Otoritarianisme digital

Otoritarianisme digital atau dikenal dengan istilah tekno-otoritarianisme atau kediktatoran digital merujuk pada penggunaan teknologi dalam mengontrol atau memanipulasi penduduk dalam maupun luar negeri. Strategi yang digunakan dalam otoritarianisme digital umumnya mencakup pengawasan massa melalui metode pengenalan wajah, penyensoran informasi, disinformasi, hingga sistem kredit sosial[1].

Definisi

Otoritarianisme digital dapat diartikan sebagai pengontrolan masyarakat oleh rezim otoriter melalui pemanfaatan teknologi sebagai bentuk kontrol dan pengawasan. Otoritas pemerintah dapat memanfaatkan data publik maupun privat untuk melakukan pengawasan di dunia maya, dengan tujuan untuk mengawasi individu maupun kelompok tertentu[2]. Bentuk-bentuk strategi pengawasan yang dilakukan pemerintah di antaranya pemutusan koneksi internet, spionase media sosial, penyensoran informasi, pemblokiran IP, penyaringan kata kunci, hingga pelarangan penggunaan VPN[3][4].

Contoh

Rusia

Sistem otoritarianisme digital Rusia bergantung pada penyensoran dan intimidasi, yang didukung melalui hukum pembatasan mengemukakan pendapat dan berekspresi serta pengawasan jaringan telekomunikasi. Bentuk-bentuk otoritarianisme digital yang dilakukan Rusia di antaranya:[5].

  1. Pengawasan lalu lintas internet melalui Sistem Kegiatan Investigasi Operatif dan platrform Arsip Semantik[5];
  2. Pembatasan kebebasan berpendapat dan berekspresi, termasuk pembuatan daftar hitam situs internet dan hukuman berupa denda dan penjara atas pemfitnahan, penodaan agama, dan "aksi ekstremisme" di media sosial[6][7][8].
  3. Pengaturan infrastruktur, termasuk mewajibkan penyedia jasa internet untuk memasang perangkat Deep Packet Inspection serta memperlambat akses beberapa situs web seperti Twitter[9].

Tiongkok

Referensi

  1. ^ Lilkov, Dimitar (2020-04). "Made in China: Tackling Digital Authoritarianism". European View (dalam bahasa Inggris). 19 (1): 110–110. doi:10.1177/1781685820920121. ISSN 1781-6858. 
  2. ^ Meissner, Mirjam (2016-08-01). "China's Surveillance Ambitions". Wall Street Journal (dalam bahasa Inggris).
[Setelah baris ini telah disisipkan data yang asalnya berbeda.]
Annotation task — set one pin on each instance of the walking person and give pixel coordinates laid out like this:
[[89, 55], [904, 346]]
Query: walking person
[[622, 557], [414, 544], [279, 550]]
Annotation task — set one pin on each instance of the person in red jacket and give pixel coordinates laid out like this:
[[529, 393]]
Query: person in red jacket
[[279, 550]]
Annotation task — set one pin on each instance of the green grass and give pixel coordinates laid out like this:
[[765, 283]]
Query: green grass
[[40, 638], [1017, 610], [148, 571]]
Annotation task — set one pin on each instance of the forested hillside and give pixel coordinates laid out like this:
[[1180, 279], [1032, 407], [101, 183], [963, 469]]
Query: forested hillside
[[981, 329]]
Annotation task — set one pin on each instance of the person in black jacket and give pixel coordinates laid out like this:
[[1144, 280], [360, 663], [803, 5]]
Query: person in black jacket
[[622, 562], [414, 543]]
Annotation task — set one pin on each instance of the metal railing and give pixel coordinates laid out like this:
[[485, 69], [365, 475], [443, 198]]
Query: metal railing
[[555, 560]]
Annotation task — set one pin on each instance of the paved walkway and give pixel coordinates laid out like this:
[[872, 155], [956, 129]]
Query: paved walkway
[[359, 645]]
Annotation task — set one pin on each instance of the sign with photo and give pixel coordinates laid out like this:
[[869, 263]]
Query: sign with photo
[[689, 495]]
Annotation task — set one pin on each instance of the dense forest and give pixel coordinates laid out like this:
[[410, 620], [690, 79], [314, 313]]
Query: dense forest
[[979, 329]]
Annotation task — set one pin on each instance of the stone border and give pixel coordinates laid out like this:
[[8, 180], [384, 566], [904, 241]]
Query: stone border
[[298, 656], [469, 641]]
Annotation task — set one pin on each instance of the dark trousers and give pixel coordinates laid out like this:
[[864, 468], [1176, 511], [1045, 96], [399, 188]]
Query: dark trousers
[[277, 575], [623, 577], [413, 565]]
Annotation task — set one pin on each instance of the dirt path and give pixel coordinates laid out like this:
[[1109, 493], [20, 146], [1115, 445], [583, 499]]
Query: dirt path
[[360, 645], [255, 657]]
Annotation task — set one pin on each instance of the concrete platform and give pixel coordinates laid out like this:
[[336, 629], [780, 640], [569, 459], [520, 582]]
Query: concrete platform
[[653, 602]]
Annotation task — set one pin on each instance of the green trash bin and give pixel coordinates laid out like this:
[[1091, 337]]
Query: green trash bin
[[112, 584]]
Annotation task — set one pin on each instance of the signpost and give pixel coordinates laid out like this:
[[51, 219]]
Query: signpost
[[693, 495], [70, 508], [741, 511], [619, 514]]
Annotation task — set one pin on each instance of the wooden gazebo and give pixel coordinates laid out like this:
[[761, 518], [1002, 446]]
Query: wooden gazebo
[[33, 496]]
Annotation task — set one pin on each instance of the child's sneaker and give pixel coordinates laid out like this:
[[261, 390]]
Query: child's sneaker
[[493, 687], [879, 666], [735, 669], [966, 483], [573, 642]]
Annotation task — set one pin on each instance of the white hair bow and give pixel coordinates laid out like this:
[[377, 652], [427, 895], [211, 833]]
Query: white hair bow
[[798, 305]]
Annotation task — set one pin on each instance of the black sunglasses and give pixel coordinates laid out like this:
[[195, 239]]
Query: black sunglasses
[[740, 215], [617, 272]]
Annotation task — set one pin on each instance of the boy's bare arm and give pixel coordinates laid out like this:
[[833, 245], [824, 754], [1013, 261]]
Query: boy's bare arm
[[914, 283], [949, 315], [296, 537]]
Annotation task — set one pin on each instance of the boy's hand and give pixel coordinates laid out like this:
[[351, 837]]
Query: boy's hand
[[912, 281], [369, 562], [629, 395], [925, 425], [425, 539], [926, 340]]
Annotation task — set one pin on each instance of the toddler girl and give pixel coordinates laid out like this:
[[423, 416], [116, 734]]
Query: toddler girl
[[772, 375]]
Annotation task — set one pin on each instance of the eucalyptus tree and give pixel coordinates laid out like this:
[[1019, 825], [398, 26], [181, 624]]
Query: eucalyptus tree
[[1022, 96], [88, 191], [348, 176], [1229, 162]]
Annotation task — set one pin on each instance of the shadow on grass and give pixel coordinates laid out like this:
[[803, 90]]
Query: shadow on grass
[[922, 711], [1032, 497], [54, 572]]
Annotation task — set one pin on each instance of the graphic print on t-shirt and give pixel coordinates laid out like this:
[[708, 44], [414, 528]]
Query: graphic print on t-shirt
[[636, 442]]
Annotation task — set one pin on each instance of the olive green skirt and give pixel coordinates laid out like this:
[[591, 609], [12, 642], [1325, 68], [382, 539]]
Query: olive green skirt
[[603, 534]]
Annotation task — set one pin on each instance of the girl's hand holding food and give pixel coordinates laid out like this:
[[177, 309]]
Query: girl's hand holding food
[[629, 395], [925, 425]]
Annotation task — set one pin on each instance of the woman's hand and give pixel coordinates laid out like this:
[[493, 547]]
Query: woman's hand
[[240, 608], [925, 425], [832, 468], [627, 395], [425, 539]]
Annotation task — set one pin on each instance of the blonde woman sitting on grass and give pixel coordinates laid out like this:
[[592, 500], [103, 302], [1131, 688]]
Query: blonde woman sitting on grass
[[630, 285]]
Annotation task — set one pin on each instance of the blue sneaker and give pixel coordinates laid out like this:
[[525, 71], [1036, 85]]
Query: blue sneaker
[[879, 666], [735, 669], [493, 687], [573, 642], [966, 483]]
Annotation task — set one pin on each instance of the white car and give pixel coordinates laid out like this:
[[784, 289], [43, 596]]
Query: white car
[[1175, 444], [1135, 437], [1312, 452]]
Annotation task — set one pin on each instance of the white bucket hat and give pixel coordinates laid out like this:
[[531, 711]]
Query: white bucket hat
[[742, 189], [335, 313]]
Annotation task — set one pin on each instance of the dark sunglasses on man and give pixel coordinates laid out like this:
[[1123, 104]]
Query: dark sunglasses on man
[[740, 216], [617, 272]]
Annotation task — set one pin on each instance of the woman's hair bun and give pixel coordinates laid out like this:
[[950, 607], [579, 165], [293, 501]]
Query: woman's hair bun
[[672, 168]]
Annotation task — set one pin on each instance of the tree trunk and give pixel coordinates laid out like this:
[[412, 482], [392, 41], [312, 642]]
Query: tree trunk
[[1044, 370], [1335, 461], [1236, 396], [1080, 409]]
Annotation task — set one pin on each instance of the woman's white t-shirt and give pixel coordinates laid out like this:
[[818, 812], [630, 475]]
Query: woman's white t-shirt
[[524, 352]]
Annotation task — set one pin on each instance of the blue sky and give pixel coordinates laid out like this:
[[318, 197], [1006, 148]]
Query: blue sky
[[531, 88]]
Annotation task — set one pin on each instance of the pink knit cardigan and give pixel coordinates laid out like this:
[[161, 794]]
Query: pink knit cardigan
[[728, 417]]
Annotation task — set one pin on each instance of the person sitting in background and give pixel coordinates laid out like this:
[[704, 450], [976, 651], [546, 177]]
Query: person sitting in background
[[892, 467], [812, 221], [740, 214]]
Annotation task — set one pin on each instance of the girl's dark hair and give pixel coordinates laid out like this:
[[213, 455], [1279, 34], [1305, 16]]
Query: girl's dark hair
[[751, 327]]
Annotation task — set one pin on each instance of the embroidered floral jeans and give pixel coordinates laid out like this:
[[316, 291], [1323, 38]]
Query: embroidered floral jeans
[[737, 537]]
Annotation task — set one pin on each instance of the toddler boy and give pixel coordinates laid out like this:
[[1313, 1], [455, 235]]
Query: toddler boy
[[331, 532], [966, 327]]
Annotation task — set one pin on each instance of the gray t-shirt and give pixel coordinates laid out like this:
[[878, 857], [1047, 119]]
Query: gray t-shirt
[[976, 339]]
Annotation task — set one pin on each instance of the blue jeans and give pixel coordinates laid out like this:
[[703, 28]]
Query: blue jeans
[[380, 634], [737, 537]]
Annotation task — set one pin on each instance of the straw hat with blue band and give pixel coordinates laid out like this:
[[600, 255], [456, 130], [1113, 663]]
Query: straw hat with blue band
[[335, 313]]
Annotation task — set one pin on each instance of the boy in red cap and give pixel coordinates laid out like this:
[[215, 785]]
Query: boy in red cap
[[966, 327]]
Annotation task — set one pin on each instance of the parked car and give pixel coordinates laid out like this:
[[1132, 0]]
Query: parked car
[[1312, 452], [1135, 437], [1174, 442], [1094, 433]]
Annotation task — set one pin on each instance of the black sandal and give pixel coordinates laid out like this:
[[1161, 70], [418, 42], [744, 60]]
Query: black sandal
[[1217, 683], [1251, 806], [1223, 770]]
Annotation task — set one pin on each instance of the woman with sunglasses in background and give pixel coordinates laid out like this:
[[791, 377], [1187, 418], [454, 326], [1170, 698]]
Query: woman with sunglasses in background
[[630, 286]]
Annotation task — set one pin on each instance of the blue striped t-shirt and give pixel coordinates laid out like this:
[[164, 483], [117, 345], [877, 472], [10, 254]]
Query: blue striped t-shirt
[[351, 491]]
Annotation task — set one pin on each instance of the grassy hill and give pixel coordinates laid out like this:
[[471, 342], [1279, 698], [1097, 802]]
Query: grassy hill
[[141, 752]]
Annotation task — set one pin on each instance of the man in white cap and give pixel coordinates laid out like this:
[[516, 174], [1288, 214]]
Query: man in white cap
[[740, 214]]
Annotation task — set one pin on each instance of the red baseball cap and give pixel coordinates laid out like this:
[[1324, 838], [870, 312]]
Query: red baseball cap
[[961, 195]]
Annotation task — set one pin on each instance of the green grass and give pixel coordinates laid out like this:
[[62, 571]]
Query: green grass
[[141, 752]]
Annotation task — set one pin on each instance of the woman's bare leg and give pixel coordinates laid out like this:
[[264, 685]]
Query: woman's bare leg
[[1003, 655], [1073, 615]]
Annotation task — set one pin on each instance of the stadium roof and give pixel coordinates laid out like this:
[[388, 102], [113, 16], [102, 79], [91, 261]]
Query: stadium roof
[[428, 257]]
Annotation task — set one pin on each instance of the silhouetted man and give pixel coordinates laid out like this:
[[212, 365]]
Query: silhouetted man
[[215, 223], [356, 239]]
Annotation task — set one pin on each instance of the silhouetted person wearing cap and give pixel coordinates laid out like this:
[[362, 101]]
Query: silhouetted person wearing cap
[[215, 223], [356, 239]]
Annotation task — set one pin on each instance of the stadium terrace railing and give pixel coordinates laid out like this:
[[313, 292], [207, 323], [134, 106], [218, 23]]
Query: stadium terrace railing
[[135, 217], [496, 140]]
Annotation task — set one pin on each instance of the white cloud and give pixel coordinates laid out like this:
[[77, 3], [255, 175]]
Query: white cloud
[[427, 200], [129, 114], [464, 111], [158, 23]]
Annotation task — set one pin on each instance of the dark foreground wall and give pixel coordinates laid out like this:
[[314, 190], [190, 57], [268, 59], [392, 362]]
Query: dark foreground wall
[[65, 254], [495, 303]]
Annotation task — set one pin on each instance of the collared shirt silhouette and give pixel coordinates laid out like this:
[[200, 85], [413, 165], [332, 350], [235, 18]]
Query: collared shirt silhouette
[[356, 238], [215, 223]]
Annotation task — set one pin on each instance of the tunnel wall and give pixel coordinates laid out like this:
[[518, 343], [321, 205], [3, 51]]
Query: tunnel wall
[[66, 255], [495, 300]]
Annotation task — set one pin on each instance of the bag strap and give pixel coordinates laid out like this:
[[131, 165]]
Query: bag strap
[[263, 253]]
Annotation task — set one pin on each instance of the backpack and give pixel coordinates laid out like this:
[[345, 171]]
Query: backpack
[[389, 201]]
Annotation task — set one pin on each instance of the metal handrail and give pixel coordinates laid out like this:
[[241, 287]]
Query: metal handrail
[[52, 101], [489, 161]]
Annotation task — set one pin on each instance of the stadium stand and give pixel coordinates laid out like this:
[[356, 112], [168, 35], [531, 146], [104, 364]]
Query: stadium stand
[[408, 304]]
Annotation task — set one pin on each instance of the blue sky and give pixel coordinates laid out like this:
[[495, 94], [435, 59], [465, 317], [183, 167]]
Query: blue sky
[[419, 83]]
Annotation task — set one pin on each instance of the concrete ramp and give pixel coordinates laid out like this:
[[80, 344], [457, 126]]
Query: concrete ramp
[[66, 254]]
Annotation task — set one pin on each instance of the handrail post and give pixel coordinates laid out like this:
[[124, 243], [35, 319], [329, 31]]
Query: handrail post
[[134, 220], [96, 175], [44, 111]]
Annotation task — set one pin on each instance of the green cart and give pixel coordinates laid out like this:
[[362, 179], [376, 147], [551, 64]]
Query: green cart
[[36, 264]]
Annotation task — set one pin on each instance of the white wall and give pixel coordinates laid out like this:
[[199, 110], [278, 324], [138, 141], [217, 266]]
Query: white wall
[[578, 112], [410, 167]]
ISSN 0099-9660. Diakses tanggal 2023-12-01. 
  3. ^ "4 Strategi Penerapan Otoritarianisme Digital untuk Cegah Kerusuhan". SINDOnews Internasional. Diakses tanggal 2023-12-01. 
  4. ^ Welle (www.dw.com), Deutsche. "Digital authoritarianism: A global phenomenon | DW | 17.03.2022". DW.COM (dalam bahasa Inggris). Diakses tanggal 2023-12-01. 
  5. ^ a b Morgus, Robert (2019). "The Spread of Russia's Digital Authoritarianism": 89–97. 
  6. ^ Griffen, Scott (2017). Defamation and Insult Laws in the OSCE Region: A Comparative Study (PDF). Organization for Security and Co-operation in Europe - The Representative on Freedom of the Media. hlm. 30. 
  7. ^ "Russian MPs back harsher anti-blasphemy law". BBC News (dalam bahasa Inggris). 2013-04-10. Diakses tanggal 2023-12-01. 
  8. ^ "Dozens in Russia imprisoned for social media likes, reposts". AP News (dalam bahasa Inggris). 2016-05-31. Diakses tanggal 2023-12-01. 
  9. ^ "How Russia Is Stepping Up Its Campaign to Control the Internet". Time (dalam bahasa Inggris). 2021-04-01. Diakses tanggal 2023-12-01. 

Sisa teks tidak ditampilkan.